I had my phrases that I would say to common reactions to me, and I didn’t think anything of it. One day, after a particularly bad interaction, I googled “not good at socializing” and found quite a few mental health resources. I stumbled on a page about autism and my world went for a spin.
At first, I was in denial. This lasted for about a year. I learned little random things about autism, and I would tell myself I didn’t do them, so that meant I didn’t have it. I figured I wasn’t THAT different. After all, I had some social skills, I just needed to get better, and just because I didn’t make eye contact didn’t mean I had autism.
That year was a tough year for my health. I was gaining weight, experiencing joint pain, headaches, fatigue, random rashes and LOTS of stress. If I got too stressed out, I would break out into hives, which seemed to happen over any little thing. I decided it was finally time to see a therapist. Not because of that autism business, I didn’t have autism, I thought, but just because I was so stressed by life and not being able to keep up. I was feeling pretty down about myself.
After a few visits with my therapist, she asked me if I’d ever heard of autism. We discussed it, and she advised me to look into the community. I got my diagnosis confirmed by a psychiatrist.
I’m still figuring out my life on the spectrum.
I would say getting an autism diagnosis in adulthood was a little bit of a relief, but a very big jolt to reality. I had no idea I was as different as I am. When I was a kid I was told I was special, but I’d seen everyone get told that, so I thought it was one of those things they told kids to make them feel good. I never took it seriously. I waited to tell my mom about my autism diagnosis, and when I told her, I told her first that I was different. Like really different, according to my therapist. She told me that she knew. That was mostly the relief. It also made me feel self-conscious, because I realized it wasn’t everyone else, it was me. My perspective changed, and my diagnosis made me more self-aware.
My brain processes emotions based on words, so eventually in conversation, words start to mean nothing. I start getting anxious if I still don’t understand and I notice this is starting to happen. Combine this with sensory distractions, and I might shut down, have a panic attack, or maybe even have a meltdown. There is a reason that people with autism feel shame and humiliation when we experience meltdowns.
Meltdowns happen when we experience sensory or social overload, or both.
It’s difficult for us to control our emotions at that point, so the more emotional intelligence we have, the less likely we are to be a danger to ourselves. Self-hitting, crying, screaming, and yelling are examples of this very painful and embarrassing experience.

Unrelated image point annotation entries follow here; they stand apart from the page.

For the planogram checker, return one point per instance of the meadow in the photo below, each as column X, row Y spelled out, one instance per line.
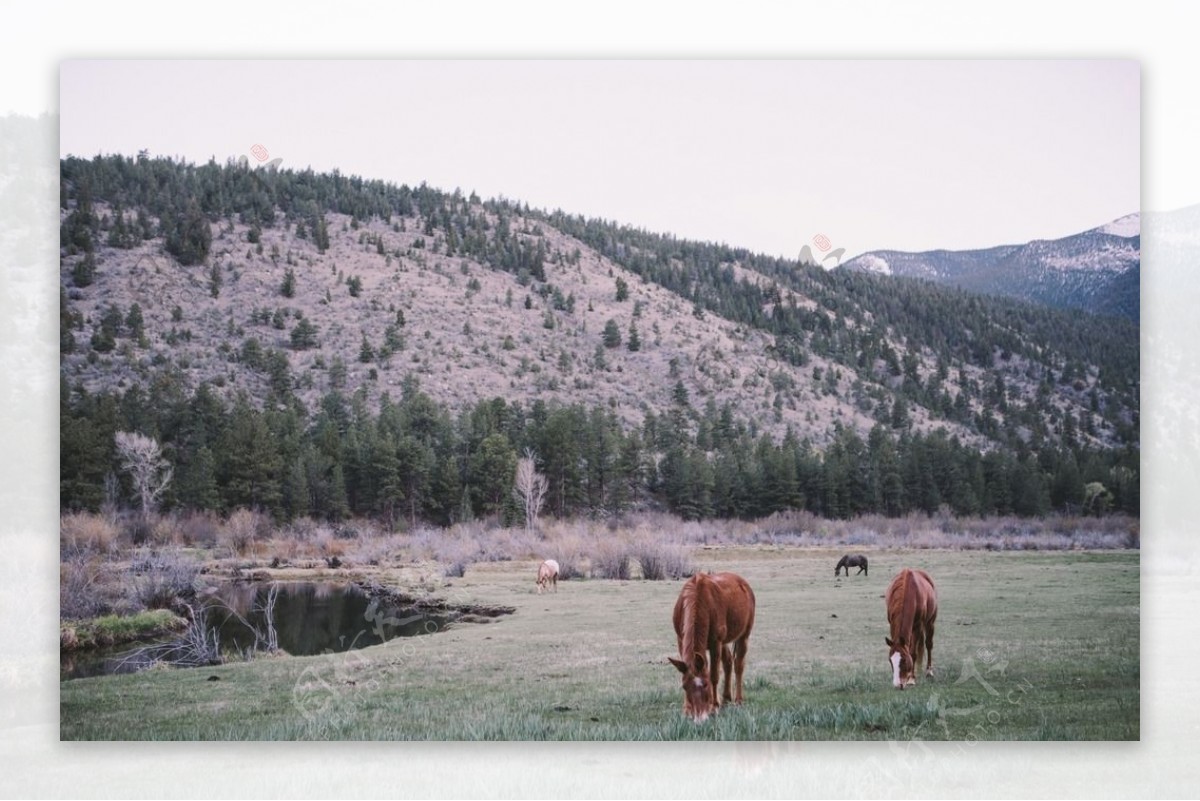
column 1030, row 645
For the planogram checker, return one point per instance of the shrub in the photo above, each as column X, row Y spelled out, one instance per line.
column 660, row 560
column 198, row 530
column 244, row 529
column 81, row 588
column 84, row 531
column 160, row 580
column 610, row 559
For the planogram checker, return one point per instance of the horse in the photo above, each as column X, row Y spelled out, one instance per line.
column 547, row 573
column 912, row 610
column 847, row 561
column 713, row 618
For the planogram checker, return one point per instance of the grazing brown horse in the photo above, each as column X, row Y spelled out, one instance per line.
column 912, row 610
column 547, row 574
column 714, row 614
column 847, row 561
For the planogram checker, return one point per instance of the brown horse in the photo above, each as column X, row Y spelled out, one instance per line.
column 547, row 576
column 714, row 614
column 912, row 612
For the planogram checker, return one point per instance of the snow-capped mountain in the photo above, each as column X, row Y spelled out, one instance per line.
column 1098, row 270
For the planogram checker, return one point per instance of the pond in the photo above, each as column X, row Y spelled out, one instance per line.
column 310, row 618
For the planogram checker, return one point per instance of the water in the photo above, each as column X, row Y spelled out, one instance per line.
column 310, row 618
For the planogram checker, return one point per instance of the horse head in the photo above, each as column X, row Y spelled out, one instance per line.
column 699, row 693
column 903, row 673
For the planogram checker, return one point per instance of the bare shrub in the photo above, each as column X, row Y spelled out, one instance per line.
column 661, row 560
column 569, row 548
column 610, row 559
column 81, row 588
column 199, row 530
column 161, row 580
column 84, row 531
column 244, row 529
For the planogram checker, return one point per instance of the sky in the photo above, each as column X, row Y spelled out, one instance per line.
column 768, row 155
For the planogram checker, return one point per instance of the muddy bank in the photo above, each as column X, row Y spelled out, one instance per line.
column 390, row 598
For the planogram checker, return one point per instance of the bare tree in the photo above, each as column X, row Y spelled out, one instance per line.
column 529, row 488
column 142, row 458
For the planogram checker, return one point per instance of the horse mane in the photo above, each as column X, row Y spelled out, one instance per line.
column 688, row 621
column 903, row 608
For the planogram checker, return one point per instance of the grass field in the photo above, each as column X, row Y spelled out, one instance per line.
column 1030, row 645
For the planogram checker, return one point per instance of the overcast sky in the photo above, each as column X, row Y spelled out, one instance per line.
column 904, row 155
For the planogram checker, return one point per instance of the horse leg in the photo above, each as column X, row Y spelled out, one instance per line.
column 739, row 664
column 727, row 663
column 929, row 649
column 715, row 660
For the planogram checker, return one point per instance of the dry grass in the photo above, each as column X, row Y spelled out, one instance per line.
column 84, row 531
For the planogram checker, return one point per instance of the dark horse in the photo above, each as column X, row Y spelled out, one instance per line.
column 912, row 612
column 714, row 614
column 847, row 561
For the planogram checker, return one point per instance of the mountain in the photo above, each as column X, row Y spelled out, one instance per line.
column 342, row 327
column 1098, row 270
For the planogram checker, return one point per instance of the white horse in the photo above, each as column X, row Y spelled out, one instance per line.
column 547, row 573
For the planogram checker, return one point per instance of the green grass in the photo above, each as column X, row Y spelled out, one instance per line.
column 1032, row 645
column 119, row 630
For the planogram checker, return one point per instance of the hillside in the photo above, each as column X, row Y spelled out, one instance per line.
column 289, row 290
column 1097, row 270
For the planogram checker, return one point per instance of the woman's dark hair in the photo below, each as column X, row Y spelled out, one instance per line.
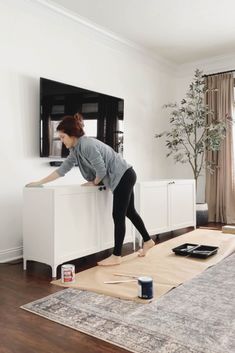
column 72, row 125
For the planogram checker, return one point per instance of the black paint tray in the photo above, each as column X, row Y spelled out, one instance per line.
column 195, row 250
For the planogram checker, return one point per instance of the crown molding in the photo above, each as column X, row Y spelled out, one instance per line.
column 107, row 34
column 208, row 65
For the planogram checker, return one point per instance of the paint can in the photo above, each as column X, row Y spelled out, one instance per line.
column 145, row 287
column 67, row 273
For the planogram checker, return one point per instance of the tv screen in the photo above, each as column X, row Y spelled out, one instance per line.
column 103, row 116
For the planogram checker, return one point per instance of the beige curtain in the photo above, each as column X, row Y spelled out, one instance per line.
column 220, row 186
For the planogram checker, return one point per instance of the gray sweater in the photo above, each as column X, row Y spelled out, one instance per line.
column 95, row 159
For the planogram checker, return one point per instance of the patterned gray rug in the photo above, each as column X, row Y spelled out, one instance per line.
column 197, row 317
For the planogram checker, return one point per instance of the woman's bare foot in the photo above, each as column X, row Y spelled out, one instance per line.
column 147, row 245
column 110, row 261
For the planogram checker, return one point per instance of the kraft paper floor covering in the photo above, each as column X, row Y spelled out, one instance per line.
column 167, row 269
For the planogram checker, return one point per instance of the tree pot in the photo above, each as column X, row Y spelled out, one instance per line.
column 201, row 214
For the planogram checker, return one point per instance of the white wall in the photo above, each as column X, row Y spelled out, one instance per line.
column 36, row 42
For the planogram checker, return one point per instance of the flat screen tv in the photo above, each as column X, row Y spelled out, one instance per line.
column 103, row 116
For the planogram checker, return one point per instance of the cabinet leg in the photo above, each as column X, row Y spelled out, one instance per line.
column 24, row 264
column 54, row 271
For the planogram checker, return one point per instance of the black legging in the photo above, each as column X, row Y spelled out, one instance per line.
column 123, row 206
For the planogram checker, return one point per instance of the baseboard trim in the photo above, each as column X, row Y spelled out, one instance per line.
column 11, row 254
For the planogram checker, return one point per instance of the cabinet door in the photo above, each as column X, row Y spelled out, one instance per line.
column 152, row 204
column 76, row 227
column 182, row 203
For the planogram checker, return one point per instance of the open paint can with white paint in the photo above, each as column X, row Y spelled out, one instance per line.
column 67, row 273
column 145, row 287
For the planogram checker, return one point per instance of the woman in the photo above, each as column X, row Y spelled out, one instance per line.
column 100, row 163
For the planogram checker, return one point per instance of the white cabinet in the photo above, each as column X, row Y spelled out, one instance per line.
column 166, row 205
column 61, row 223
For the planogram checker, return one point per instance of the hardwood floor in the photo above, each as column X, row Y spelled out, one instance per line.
column 23, row 332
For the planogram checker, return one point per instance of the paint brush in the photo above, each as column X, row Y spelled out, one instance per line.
column 125, row 275
column 124, row 281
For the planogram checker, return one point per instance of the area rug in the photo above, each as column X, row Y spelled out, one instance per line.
column 167, row 269
column 196, row 317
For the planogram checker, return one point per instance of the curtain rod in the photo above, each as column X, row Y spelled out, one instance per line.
column 219, row 73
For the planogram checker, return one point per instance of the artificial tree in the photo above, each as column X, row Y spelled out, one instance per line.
column 193, row 128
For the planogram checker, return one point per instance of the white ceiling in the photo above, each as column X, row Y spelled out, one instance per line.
column 179, row 30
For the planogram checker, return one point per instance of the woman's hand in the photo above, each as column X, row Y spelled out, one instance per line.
column 88, row 183
column 34, row 184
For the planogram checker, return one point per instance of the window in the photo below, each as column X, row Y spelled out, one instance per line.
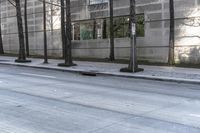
column 92, row 2
column 100, row 28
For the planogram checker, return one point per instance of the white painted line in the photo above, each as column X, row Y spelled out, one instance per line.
column 195, row 115
column 37, row 75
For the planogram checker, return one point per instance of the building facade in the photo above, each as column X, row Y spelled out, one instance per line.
column 90, row 29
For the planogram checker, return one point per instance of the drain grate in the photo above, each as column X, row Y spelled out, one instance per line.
column 89, row 73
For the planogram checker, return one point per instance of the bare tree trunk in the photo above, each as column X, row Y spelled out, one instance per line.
column 1, row 41
column 68, row 36
column 45, row 34
column 171, row 33
column 63, row 26
column 133, row 66
column 112, row 51
column 68, row 57
column 22, row 55
column 26, row 28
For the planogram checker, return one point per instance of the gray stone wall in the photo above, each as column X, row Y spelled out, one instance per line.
column 153, row 47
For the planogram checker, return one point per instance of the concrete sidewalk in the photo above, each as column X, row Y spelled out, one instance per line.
column 163, row 73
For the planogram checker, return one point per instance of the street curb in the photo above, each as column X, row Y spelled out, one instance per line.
column 157, row 78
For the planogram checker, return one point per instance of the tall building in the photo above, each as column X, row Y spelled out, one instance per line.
column 90, row 29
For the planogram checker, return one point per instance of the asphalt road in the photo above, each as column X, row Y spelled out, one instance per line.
column 44, row 101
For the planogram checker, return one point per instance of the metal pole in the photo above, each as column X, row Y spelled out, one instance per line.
column 171, row 33
column 133, row 53
column 26, row 28
column 112, row 52
column 45, row 35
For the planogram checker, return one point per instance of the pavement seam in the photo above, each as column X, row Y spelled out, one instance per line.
column 157, row 78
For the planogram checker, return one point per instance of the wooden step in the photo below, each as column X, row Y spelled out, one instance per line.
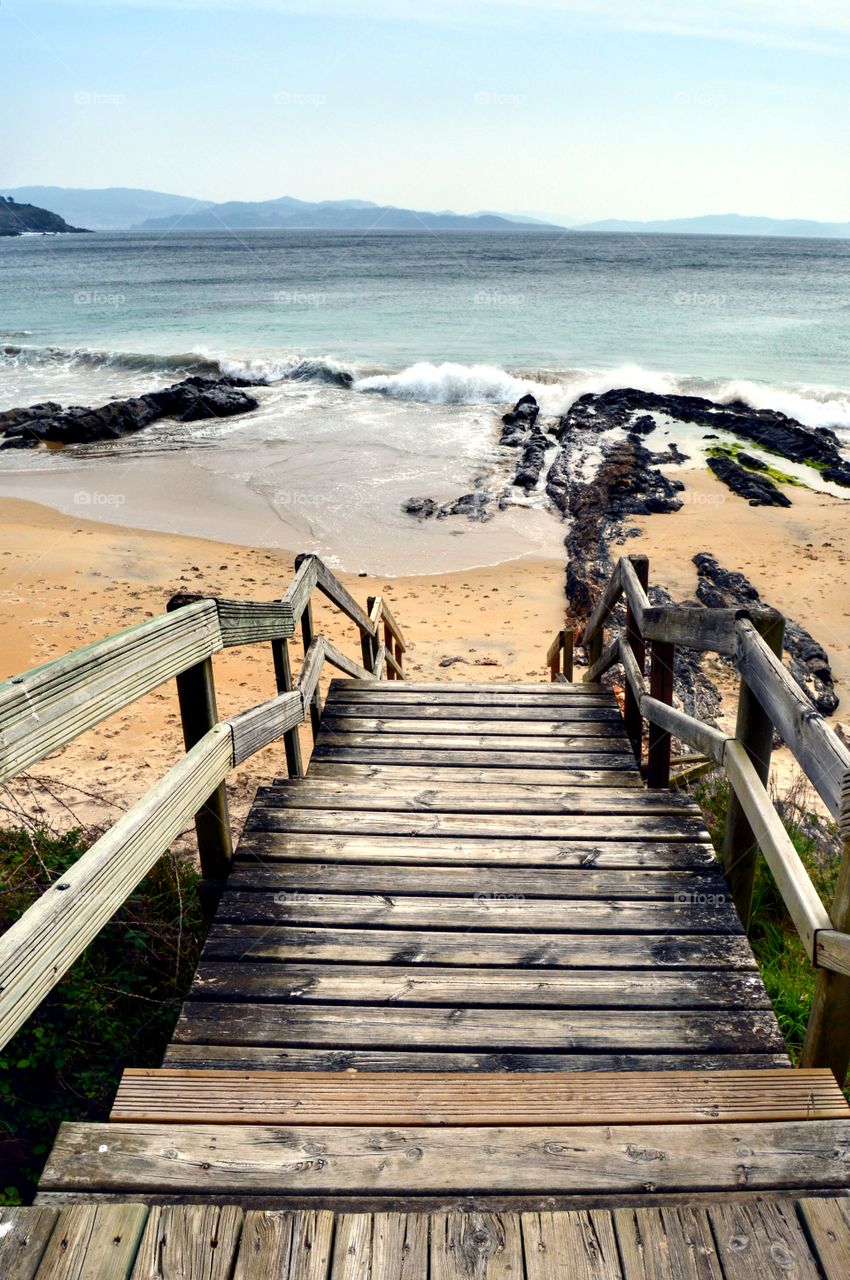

I struggle with feeling proud to be a part of a community based on inclusion, self-awareness and acceptance, and feeling frustrated that minute things out of my control affect what I can and can’t do at times. I find myself experiencing emotional awakening more times that I thought possible. There are so many layers to human emotion, and it’s so difficult to keep track. There is something to emotions that I never considered before my diagnosis though: being interpreted as nice feels really good.”